If we can mention The Wire in the same breath as Tolstoy, then why not another giant of nineteenth century literature, Charles Dickens? Yes, The Wire has been called “Dickensian” too, and this week the Hooded Utilitarian has re-imagined The Wire as a serialized Victorian novel. The premise? Imagine The Wire written in 60 installments over the course of six years, starting in 1846, by Horatio Bucklesby Ogden, a Dickens contemporary who wrote with a “nuance and attention to detail that Dickens never achieved.” Each installment ran 30 pages and sold for one shilling apiece.

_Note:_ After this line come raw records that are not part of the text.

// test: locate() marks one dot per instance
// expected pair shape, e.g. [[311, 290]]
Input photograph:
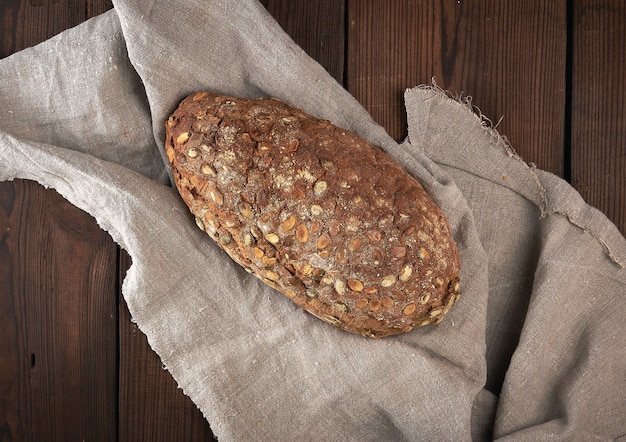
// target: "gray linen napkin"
[[543, 276]]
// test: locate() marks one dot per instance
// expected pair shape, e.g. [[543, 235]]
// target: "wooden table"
[[550, 75]]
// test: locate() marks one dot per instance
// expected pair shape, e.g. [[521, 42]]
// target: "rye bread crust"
[[314, 211]]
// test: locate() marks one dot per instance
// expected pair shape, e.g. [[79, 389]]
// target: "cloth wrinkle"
[[245, 354]]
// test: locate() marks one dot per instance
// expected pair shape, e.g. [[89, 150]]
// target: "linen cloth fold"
[[533, 349]]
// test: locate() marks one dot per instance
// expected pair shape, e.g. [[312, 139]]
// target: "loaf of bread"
[[314, 211]]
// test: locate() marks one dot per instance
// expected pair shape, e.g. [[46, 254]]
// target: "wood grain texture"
[[317, 27], [151, 407], [59, 319], [598, 140], [509, 56]]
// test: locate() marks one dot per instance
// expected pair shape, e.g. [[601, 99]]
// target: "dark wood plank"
[[598, 159], [151, 407], [58, 289], [59, 319], [318, 27], [509, 56]]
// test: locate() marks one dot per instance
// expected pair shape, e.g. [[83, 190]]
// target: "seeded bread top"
[[315, 212]]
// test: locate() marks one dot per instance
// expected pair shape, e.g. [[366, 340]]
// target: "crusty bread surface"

The Hooded Utilitarian hasn’t actually printed these 60 installments (because they don’t actually exist). But they have produced a few wonderful mock pages, and written a faux piece of literary criticism to accompany them. A great job by Joy Delyria and Sean Michael Robinson.
via BoingBoing
If it were to be published as a novel I’d read it. I tried watching it but I couldn’t understand half of what was being said (I don’t live in America) so I gave it up as I couldn’t follow what was happening. It seems the drug dealers had a language all of their own.
That’s why subtitles exist. My wife is British. We had to stop ten minutes into the first episode and turn them on. She loved it.
What would you do if there were a great movie in German, or French, or any other language in which you weren’t fluent?
I am Irish and a fluent Emglish speaker and found it a struggle. A Germany friend of mine (who speaks excellent English) watched it with the subtitles on. This is something I would definitely recommend. I am also delighted to see the comparisons with War & Peace, it really is a modern epic and an important piece of art. TV has truly come of age. But its no Anna Karenina!